Scarlet River (1933) d'Otto Brower

Un métafilm de Série B

 

 

Album Photos

(Les photogrammes sont issus de collections personnelles, tous droits réservés du propriétaire de l'oeuvre. Toute reproduction est interdite. Ces photogrammes sont proposés à titre de citation et viennent illustrer le texte d'analyse du film)

 

 

Générique

 

 

Production

R.K.O. Radio Pictures Inc.

David O. Selznick / David Lewis

 

Scénario

Harold Shumate

 

Photographie : Nicholas Musuraca

Musique : Max Steiner (stock music)

Décors : Al Sherman

Montage : Frederic Knudson

Son : Hugh Mc Dowell Jr. / Clem Portman

Cascadeur : Yakima Canutt

 

Casting

Tom Keene : Tom Baxter

Dorothy Wilson : Judy Blake

Lon Chaney Jr. : Jeff Tode

Roscoe Ates : Ulysses

Edgar Kennedy : Sam Gilroy

Betty Furness : Betty Buell

Billy Butts : 'Buck' Blake

Hooper Atchley : 'Clink' Mc Pherson

 

et la participation de

Myrna Loy

Joel McCrea

Bruce Cabot

Julie Haydon

Rochelle Hudson

 

* * * * *

 

Ce pourraît être l'histoire ...

 

Scarlet River, ce pourraît être l'histoire d'un western qui n'arrive pas à se faire, le metteur en scène, Sam Gilroy (Edgar Kennedy), ne trouvant pas d'espace pour tourner. Ce pourraît être aussi l'histoire d'une gentille jeune femme, Judy Blake (Dorothy Wilson, 38), vivant dans un ranch un peu oublié, avec son petit frère Buck (Billy Butts, à droite sur le photogramme 42), aidée dans ses tâches par deux cow boys : le vigoureux Jeff Tode (Lon Chaney Jr., à gauche sur le photogramme 25) et le fantaisiste Ulysses Mc Gee (Roscoe Ates, 21-2) et qui se trouverait victime d'une machination orchestrée par le vilain Clink Mc Pherson (Hooper Atchley, à droite sur le photogramme 44) dont Jeff Tode sera le complice.
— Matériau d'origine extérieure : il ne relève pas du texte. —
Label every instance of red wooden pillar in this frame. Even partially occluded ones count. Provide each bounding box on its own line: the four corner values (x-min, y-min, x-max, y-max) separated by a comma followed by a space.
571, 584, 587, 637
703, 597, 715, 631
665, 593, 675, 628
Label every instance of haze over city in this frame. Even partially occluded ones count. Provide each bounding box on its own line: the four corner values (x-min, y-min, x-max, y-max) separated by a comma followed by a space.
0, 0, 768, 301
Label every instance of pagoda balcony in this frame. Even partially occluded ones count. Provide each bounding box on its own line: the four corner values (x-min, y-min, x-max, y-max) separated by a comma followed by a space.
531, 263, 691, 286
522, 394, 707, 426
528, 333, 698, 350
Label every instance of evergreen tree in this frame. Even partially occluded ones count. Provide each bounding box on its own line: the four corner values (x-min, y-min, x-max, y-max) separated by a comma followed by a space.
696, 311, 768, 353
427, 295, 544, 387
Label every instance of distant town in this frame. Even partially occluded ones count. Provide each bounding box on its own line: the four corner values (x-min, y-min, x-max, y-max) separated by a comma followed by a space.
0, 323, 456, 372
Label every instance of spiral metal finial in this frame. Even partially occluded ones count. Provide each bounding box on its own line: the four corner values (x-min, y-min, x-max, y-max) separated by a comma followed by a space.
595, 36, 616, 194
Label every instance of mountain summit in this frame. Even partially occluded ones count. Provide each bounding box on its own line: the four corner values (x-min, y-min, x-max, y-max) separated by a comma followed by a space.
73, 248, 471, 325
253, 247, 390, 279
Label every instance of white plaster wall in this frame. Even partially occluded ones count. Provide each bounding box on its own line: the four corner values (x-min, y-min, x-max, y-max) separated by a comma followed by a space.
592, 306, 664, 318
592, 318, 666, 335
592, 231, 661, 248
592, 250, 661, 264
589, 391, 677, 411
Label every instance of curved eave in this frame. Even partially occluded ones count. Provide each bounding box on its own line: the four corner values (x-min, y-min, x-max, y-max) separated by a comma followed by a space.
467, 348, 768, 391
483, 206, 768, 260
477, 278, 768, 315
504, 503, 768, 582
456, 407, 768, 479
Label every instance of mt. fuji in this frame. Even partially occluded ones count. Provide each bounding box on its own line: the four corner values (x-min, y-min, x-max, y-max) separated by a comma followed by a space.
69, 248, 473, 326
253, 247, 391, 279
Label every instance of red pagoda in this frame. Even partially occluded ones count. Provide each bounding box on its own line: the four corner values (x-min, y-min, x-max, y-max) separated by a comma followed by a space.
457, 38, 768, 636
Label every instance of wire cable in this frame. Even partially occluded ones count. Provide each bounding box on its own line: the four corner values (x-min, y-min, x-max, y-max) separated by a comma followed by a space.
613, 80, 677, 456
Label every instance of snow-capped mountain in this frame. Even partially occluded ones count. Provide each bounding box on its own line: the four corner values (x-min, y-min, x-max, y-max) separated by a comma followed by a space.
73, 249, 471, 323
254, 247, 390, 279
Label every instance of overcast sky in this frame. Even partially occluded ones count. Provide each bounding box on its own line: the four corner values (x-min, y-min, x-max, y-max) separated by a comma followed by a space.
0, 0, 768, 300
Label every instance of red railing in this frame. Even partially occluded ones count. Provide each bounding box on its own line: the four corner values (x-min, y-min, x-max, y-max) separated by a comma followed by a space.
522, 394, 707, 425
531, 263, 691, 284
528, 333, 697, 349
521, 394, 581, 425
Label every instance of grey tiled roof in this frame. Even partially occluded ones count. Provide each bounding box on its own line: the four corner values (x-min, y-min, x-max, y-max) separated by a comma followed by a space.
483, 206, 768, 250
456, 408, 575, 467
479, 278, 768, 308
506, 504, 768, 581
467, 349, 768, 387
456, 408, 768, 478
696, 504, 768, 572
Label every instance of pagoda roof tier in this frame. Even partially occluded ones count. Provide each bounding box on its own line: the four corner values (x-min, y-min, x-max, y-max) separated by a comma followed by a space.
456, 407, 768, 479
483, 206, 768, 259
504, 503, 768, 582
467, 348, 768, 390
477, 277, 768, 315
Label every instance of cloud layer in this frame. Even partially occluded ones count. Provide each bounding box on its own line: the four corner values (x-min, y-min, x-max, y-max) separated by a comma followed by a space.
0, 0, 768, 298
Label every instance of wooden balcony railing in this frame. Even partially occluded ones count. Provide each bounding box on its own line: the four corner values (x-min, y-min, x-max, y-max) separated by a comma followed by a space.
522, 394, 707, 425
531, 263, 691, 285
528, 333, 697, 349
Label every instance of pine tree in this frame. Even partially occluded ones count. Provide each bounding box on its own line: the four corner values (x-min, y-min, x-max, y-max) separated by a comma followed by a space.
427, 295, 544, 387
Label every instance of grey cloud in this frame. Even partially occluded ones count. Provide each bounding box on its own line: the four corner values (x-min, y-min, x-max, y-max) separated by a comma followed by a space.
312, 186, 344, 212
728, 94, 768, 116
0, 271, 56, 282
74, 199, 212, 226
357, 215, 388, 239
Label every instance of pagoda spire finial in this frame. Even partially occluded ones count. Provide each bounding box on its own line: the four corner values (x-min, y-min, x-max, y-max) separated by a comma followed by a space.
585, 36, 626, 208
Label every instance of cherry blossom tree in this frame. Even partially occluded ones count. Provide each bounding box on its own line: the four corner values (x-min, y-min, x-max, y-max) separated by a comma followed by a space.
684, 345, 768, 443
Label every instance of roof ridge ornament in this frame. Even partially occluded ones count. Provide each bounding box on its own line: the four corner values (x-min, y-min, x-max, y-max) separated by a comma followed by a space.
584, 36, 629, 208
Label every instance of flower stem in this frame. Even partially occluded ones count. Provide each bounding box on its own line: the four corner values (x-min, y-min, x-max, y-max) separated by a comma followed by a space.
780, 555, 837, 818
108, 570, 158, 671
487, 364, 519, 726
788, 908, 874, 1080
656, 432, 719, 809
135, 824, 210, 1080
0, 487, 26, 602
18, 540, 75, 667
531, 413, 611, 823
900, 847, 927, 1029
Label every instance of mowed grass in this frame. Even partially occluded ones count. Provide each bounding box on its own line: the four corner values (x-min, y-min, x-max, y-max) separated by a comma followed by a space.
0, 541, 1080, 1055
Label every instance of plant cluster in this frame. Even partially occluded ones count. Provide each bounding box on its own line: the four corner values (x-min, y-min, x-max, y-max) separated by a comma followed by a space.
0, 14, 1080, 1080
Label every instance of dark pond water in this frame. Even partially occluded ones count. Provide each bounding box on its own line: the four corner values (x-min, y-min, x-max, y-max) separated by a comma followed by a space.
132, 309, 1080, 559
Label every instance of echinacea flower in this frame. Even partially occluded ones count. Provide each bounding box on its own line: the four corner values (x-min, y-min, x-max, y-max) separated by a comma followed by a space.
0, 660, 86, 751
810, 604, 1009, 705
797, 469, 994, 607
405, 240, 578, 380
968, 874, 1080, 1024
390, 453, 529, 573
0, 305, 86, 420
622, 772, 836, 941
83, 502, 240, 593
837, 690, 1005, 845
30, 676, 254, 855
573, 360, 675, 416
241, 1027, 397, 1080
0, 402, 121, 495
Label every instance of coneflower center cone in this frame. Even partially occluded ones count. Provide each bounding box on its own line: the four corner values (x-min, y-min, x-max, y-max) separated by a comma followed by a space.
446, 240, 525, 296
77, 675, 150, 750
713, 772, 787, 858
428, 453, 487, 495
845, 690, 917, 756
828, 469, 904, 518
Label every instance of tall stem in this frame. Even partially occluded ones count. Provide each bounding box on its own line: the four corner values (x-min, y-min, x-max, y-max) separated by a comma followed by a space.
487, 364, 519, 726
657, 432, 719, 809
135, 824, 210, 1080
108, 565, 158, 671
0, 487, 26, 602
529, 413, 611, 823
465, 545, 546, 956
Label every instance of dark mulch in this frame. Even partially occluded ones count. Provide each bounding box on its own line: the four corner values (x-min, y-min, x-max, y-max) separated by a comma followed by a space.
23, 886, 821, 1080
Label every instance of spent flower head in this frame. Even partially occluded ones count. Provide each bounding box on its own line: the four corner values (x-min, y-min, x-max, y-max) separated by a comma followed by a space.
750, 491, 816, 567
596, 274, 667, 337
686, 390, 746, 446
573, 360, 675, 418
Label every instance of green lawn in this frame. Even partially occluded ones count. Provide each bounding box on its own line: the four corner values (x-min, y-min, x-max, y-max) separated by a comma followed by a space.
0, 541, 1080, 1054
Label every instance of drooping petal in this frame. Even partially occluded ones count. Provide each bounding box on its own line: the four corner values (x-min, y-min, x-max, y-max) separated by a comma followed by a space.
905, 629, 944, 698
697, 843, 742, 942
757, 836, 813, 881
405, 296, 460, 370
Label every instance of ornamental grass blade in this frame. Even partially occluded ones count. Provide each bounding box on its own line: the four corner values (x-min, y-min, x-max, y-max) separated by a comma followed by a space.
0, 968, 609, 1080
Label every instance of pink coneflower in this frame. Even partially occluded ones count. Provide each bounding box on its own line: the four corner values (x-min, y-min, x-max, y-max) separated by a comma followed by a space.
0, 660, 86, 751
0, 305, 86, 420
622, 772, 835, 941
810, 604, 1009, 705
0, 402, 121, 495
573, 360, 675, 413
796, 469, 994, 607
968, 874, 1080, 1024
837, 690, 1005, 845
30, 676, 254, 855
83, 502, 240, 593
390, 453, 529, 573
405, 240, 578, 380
Ce pourraît être aussi l'histoire d'une idylle entre Tom Keene (Tom Baxter, 16), le bel acteur venu d'Hollywood et notre petite cendrillon. Ou bien celle d'une rivalité entre celle, Betty Stuel (Betty Furness, 12 et 34) qui, en qualité de femme, semble en savoir tant sur Tom Keene et celle (Dorothy Wilson) qui est encore si naïve si proche de l'adolescence. Ou bien encore l'histoire d'Ulysses qui rêve de quitter le ranch pour devenir quelqu'un à Hollywood. Scarlet River ce pourraît être un peu de toutes ces histoires, un film très fleur bleue où des gentils triomphent facilement de méchants pas si méchants que cela...

Scarler River est un film de 65 minutes prévu pour une première partie de programme dans le cadre de séances familiales, de celles où l'on peut emmener sans crainte les jeunes enfants. Un cinéma de patronage aurait-on dit en France dans les années 60. Un film qui véhicule quelques bonnes valeurs morales à destination de son public adolescent : "les gosses, ne fumez pas ! Ne mentez pas non plus. C'est très mal et cela pourraît vous valoir une taloche".

Scarlet River, ce pourraît être un petit film de série B reprenant des recettes déjà tant de fois utilisées à la grande époque du muet où l'on tournait chaque année entre 250 et 300 westerns par an, juste au-delà des collines d'Hollywood.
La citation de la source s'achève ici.